Number three: Green economic development. RECONOMY promotes growth in employment and income-driven public and private investment into economic activities, infrastructure, and assets that help reduce carbon emissions and pollution, enhance energy and resource efficiency, and reduce the loss of biodiversity and ecosystem services.
So, in short, we aim for decent work, getting ready for the future of work, and a greener economy.
Why do we care about decent jobs?
It is our obligation as a society to make sure we leave no one behind. This is the central, transformative promise of the 2030 Agenda for Sustainable Development. Economically, high-quality jobs mean more income for poor families to pull themselves out of poverty.
High-quality jobs mean higher domestic demand for goods and services, which stimulates overall growth. Socially, decent employment often means better social cohesion and the return of displaced persons. Decent work sums up the aspirations of people in their working lives and is thus a universal objective.

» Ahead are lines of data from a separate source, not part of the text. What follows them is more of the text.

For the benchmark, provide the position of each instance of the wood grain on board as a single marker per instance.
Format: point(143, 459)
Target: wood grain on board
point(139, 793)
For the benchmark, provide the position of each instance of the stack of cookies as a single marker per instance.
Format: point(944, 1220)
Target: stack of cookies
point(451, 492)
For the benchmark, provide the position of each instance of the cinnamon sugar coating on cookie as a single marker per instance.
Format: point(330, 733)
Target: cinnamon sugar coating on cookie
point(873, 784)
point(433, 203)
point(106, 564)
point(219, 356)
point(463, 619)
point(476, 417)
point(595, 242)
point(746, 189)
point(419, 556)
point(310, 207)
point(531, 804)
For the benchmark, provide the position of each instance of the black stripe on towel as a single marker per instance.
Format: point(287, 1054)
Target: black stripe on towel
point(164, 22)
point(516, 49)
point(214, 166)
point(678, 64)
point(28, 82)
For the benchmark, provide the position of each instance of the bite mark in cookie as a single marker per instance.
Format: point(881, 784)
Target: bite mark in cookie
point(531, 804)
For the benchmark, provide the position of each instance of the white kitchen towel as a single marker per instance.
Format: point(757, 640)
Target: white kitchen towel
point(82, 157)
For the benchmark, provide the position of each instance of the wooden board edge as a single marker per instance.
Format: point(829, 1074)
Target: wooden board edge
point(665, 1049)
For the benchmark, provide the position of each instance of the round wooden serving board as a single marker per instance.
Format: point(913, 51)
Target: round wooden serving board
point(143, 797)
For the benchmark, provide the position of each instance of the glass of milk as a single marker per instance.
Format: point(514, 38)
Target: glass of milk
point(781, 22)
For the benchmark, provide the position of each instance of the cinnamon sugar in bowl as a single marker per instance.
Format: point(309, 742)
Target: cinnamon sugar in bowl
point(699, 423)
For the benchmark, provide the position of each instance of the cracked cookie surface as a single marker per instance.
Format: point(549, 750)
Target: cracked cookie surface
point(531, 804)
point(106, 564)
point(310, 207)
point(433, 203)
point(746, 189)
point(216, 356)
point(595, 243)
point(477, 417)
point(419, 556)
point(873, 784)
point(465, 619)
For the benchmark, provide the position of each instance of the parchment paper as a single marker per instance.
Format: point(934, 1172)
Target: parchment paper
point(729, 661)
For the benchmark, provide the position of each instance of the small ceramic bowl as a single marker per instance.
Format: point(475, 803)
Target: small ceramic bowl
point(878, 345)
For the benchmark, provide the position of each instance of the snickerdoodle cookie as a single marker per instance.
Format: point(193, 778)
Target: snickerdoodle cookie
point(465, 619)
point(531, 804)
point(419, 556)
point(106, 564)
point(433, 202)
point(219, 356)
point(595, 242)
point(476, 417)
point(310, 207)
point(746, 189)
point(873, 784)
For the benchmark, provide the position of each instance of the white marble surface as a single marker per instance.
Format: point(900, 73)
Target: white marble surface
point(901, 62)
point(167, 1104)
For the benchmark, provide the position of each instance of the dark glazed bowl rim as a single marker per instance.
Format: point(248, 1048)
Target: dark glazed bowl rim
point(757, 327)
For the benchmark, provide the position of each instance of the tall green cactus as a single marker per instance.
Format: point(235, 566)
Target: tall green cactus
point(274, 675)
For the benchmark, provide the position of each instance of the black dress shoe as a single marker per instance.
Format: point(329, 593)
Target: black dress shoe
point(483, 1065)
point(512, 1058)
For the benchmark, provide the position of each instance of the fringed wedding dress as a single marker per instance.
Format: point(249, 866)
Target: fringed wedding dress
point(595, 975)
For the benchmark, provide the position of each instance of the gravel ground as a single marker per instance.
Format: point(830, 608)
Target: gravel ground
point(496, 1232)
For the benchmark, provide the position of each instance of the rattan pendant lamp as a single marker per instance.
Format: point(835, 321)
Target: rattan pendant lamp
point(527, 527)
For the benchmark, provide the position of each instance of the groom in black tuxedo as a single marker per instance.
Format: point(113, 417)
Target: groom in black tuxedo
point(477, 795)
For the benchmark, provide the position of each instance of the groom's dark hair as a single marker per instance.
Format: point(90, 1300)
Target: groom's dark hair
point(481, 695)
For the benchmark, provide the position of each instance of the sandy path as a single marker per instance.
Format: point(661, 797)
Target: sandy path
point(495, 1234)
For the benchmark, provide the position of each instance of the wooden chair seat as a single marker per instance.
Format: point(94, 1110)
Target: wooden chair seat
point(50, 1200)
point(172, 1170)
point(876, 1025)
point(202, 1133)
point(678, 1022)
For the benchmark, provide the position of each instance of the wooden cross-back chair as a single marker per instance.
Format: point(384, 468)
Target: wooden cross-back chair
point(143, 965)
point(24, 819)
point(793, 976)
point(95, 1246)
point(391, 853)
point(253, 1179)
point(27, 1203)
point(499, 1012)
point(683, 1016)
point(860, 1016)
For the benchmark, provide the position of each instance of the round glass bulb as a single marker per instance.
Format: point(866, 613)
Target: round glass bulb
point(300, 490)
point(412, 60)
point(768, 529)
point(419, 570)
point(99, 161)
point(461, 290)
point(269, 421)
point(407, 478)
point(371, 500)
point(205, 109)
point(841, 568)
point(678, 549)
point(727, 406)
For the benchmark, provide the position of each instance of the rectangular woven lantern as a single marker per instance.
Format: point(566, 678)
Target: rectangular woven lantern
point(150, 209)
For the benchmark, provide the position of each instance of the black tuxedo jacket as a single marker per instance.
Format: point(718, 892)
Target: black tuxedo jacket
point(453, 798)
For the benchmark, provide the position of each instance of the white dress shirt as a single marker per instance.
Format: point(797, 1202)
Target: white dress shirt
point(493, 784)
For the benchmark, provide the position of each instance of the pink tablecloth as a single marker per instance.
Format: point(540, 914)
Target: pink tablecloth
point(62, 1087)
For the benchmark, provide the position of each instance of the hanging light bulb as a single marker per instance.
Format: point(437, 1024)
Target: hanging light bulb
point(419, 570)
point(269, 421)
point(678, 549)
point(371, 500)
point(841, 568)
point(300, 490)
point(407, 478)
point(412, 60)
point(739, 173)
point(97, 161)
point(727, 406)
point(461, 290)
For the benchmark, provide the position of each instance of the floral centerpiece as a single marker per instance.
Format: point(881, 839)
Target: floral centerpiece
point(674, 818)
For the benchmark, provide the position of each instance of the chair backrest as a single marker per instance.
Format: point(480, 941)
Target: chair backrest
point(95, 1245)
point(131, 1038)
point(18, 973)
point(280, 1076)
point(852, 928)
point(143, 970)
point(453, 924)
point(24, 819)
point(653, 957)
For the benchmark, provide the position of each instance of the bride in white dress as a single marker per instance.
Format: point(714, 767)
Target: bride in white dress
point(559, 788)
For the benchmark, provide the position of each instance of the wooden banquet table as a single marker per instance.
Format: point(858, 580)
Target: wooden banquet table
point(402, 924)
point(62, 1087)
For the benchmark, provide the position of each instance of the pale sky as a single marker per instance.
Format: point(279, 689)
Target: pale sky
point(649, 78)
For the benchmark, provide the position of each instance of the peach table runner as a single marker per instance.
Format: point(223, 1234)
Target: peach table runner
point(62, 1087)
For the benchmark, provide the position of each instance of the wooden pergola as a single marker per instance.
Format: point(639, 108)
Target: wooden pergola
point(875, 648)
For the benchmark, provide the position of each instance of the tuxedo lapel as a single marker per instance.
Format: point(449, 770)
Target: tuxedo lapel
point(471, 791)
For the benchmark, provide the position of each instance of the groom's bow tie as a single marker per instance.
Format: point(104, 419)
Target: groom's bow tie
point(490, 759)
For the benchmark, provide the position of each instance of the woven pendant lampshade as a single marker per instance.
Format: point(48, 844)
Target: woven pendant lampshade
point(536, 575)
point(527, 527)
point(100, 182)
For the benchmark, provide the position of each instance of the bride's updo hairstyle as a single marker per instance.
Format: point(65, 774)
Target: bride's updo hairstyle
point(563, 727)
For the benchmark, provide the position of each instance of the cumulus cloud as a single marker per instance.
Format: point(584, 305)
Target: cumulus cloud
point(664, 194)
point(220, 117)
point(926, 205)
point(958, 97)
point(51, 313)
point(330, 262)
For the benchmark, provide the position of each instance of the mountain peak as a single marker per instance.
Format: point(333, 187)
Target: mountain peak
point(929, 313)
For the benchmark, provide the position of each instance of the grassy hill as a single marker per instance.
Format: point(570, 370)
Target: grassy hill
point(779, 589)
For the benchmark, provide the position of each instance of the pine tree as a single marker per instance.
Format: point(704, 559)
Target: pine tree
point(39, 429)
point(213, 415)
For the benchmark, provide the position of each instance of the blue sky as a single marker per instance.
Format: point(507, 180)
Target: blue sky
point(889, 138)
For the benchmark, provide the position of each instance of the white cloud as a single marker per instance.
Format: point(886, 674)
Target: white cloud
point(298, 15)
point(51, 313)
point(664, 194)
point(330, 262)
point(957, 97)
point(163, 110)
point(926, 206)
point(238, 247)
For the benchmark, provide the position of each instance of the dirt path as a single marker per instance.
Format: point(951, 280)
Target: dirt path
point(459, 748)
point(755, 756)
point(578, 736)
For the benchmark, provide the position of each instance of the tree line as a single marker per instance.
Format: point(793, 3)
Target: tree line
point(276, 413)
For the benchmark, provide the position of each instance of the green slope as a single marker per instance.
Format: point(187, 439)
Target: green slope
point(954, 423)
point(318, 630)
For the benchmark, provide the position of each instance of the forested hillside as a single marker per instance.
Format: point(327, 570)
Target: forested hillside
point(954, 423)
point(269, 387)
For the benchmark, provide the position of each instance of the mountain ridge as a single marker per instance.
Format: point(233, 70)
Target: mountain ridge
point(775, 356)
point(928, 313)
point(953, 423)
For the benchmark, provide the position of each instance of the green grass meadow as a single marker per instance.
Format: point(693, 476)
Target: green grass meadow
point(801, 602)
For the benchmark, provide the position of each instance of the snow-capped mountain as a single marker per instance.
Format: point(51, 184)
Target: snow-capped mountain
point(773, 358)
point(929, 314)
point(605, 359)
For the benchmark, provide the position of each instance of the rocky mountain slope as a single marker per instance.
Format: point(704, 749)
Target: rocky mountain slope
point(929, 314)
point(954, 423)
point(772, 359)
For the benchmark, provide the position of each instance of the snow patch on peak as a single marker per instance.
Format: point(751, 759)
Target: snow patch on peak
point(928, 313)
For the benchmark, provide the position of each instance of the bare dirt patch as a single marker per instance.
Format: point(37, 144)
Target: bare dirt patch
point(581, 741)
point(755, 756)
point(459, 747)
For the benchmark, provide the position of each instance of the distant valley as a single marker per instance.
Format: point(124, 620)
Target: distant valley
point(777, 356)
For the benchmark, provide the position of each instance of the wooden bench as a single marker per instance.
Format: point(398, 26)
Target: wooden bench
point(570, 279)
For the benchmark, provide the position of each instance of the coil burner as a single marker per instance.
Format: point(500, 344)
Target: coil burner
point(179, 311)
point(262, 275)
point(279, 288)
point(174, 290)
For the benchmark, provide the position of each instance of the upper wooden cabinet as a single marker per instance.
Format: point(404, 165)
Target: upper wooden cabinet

It is highly likely that in each labor market multiple aspects of decent work need to be addressed at the same time. It may be almost impossible for an intervention to tackle all of them at the same time. Therefore, programs should prioritize the most relevant substantive elements for decent work in a particular context, based on the actual needs.
We have regular exchanges among the projects in the region about how to measure decent jobs or better employment. The MarketMakers project of the SDC in Bosnia Herzegovina, which is implemented by Helvetas, for example, focuses on job security, employment stability, work-life balance, the possibility of advancement, and compensation.
In summary, it is not enough to create jobs: we need decent jobs to address inequality, foster social cohesion, and sustain economic growth.